Funny you should mention the whole penis&vagina aspect. I happen to own two of your pages (thanks again!), one of them from this very issue.. pg # 33. When it came time to frame some of the more premium original artwork in my possession a few years back, both of the From Hell pages were clear candidates to make the short list. However, when we looked at each in anticipation of this, my wife noticed that pg # 33 has a beauty of a vagina shot on it, making it somewhat inappropriate to go up in a living room that's often visited by small children (and their parents). So sadly we made the decision to only frame the other, less-offensive-to-the-overly-sensitive page.

Such is Life, eh?!

4 January 2007 8:44:00 pm GMT-5  
Blogger Jack Ruttan said...

It reads as if there's a crystal-clear image of the page in the writer's mind, and the artist is set to copy it from the description. Is this ever adjusted if something's not working?

I tried collaborating with a writer who turned out to have very little visual imagination. She asked for things like "in this panel he decides to go to the Middle East, but changes his mind, and doesn't."

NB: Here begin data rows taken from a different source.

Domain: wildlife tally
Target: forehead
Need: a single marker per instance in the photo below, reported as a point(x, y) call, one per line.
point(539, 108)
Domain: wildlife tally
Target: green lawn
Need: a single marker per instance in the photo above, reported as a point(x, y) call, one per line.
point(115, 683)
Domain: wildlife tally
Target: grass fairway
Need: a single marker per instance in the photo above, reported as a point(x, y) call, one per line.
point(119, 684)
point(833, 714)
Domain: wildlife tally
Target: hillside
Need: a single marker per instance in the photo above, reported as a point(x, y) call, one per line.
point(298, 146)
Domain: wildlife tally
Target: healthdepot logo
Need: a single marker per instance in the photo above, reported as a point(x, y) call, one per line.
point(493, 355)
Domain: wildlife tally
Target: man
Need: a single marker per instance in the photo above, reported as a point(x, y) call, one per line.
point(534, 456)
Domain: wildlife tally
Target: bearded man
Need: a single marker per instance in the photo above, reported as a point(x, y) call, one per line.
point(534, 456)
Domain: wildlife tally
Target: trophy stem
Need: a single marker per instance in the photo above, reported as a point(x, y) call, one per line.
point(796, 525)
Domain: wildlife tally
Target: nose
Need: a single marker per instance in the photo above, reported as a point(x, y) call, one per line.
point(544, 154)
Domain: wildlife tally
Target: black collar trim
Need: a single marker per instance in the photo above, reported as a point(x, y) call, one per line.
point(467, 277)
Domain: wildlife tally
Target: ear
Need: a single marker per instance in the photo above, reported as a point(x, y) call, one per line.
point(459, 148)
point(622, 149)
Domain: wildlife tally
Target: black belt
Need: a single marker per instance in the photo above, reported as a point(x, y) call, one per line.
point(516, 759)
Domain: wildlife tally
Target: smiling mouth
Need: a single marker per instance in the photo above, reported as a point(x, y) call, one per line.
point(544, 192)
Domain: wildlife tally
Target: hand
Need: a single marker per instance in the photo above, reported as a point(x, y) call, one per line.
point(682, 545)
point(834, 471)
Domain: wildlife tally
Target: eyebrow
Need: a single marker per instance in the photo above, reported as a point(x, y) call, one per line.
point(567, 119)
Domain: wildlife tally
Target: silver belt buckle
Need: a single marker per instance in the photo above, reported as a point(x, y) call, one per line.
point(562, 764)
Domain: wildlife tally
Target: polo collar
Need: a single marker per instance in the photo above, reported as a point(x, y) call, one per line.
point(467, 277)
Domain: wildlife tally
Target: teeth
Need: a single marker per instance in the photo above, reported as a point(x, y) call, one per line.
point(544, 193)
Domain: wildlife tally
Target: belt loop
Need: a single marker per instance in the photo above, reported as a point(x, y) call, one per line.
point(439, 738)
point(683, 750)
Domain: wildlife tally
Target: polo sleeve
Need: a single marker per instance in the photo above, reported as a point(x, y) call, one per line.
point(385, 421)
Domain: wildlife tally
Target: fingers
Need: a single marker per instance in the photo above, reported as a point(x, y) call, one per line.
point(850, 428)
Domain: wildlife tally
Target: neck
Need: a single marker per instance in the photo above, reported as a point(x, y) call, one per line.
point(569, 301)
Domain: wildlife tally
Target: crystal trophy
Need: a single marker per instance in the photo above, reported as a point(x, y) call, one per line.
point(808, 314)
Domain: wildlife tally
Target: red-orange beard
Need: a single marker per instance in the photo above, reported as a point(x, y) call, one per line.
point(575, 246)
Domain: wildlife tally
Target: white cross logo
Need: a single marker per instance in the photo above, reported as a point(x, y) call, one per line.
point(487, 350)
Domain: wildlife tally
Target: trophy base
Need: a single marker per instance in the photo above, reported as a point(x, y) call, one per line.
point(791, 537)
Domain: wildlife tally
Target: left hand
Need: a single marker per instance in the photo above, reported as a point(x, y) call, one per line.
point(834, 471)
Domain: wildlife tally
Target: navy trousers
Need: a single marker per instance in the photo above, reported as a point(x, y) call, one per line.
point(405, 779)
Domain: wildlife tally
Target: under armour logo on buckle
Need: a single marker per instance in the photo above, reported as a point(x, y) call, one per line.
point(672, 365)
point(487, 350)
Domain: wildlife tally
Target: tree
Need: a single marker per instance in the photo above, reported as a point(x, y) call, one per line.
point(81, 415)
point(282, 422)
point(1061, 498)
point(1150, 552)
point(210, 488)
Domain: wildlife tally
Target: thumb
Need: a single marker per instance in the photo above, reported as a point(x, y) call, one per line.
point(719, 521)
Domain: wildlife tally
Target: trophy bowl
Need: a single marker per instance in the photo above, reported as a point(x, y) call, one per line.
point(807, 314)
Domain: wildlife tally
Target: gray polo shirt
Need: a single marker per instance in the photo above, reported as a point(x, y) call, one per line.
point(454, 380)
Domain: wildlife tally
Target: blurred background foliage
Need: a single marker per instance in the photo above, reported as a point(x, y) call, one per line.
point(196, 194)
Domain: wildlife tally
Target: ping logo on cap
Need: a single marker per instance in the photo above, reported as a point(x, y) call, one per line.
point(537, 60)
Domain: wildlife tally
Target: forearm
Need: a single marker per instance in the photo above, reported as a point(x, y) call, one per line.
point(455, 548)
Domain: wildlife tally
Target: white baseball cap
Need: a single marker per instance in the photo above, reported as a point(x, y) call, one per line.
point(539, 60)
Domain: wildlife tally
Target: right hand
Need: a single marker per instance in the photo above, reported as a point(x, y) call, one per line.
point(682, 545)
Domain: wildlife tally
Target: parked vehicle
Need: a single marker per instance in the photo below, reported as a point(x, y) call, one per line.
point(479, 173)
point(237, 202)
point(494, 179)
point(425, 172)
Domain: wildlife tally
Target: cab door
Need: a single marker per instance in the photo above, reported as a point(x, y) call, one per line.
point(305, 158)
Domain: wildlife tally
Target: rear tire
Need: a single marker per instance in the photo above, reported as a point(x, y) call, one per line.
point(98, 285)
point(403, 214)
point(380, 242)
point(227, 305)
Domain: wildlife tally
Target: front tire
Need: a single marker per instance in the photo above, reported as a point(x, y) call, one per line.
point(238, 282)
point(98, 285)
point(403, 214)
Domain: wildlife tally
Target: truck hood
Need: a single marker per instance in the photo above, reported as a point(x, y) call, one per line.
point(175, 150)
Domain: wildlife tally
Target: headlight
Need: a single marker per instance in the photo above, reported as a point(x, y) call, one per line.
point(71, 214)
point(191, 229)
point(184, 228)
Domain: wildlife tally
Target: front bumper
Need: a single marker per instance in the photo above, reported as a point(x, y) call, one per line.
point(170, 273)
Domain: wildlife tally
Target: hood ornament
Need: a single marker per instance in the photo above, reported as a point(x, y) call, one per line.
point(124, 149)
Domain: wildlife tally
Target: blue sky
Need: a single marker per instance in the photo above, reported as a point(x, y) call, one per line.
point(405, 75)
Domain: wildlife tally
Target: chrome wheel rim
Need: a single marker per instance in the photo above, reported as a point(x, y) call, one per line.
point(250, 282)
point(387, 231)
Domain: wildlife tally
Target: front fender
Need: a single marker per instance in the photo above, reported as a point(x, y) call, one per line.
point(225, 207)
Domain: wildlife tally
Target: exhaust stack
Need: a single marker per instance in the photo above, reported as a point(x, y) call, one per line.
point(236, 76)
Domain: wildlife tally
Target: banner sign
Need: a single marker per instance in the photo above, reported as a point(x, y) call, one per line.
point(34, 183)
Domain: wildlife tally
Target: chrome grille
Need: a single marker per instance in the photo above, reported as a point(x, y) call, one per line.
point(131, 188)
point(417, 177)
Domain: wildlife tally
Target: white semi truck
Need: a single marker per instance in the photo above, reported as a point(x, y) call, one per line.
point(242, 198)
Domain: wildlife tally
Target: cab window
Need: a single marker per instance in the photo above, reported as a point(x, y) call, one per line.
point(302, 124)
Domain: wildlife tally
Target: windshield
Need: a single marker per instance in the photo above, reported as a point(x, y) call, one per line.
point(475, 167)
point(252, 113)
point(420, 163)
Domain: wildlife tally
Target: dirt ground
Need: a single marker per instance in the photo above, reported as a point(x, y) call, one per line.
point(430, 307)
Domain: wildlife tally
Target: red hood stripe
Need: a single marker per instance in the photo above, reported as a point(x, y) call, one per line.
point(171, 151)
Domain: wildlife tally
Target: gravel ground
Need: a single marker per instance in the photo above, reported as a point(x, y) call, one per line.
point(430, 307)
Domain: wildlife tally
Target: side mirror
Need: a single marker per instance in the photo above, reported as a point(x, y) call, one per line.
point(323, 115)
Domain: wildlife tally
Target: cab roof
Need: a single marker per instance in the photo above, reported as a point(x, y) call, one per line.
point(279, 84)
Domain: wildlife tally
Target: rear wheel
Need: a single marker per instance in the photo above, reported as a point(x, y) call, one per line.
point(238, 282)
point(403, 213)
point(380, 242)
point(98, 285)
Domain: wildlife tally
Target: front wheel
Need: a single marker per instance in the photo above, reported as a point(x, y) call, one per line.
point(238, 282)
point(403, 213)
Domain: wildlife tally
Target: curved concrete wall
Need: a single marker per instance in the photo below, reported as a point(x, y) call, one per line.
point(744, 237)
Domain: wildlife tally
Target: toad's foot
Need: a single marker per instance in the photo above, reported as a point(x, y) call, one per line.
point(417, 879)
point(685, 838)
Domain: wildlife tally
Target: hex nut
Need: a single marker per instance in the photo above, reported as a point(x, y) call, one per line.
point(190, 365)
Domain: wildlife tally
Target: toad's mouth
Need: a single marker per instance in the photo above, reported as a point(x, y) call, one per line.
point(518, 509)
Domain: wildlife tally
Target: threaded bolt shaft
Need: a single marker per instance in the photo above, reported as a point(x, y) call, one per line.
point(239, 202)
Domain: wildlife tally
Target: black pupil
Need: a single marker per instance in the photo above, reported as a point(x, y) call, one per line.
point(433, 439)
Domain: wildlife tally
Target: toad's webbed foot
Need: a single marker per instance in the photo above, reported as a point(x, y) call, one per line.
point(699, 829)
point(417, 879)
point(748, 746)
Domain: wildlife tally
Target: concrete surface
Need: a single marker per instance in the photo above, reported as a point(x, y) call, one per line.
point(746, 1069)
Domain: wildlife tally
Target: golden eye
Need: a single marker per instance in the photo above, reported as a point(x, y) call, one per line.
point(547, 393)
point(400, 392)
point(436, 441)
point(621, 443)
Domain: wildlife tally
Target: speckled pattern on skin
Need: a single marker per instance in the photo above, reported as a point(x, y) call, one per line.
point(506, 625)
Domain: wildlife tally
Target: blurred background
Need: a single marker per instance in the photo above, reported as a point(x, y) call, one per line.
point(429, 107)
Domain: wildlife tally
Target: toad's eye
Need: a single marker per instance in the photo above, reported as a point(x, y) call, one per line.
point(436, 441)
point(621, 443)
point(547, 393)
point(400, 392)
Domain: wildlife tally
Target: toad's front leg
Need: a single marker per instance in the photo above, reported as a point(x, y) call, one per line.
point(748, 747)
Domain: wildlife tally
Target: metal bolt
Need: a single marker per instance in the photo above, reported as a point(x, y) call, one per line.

So I do some kind of sequence, and have to dream up words to make this work, but she came down on me for distorting what she meant. It didn't get very far after that.

6 January 2007 12:58:00 pm GMT-5  
Blogger Eddie Campbell said...

matt

no, you can't be hanging From hell on your wall. that would put you off your dinner.

jack
see my december 4 post for the something-not -working scenario. I did have to improvise a sequence to get around a logistical problem ( going over a bridge that hadn't been built yet in the year 1888).

but the trick of writing a comic book is to describe a picture. having described it, describe the next one. That is the absolutely essential technique that the writer needs to learn. Some do thumbnails, which is a way of keeping the mind on the fact that a picture must be the end result of the writing.

6 January 2007 4:19:00 pm GMT-5  
Anonymous David Carroll said...

I have the Issue 5 cover on the wall (albeit not over the dinner table...)

9 January 2007 1:00:00 am GMT-5  
Blogger zailo said...

I think some writers nowadays write comics as if they were TV programs.
eg. PANEL1 "He enters the room and sits down at his desk and turns to picks up his stapler." That's at least two panels.
I love working with writers who can hit nothing but the high points of a scene while actually describing it and the action therein.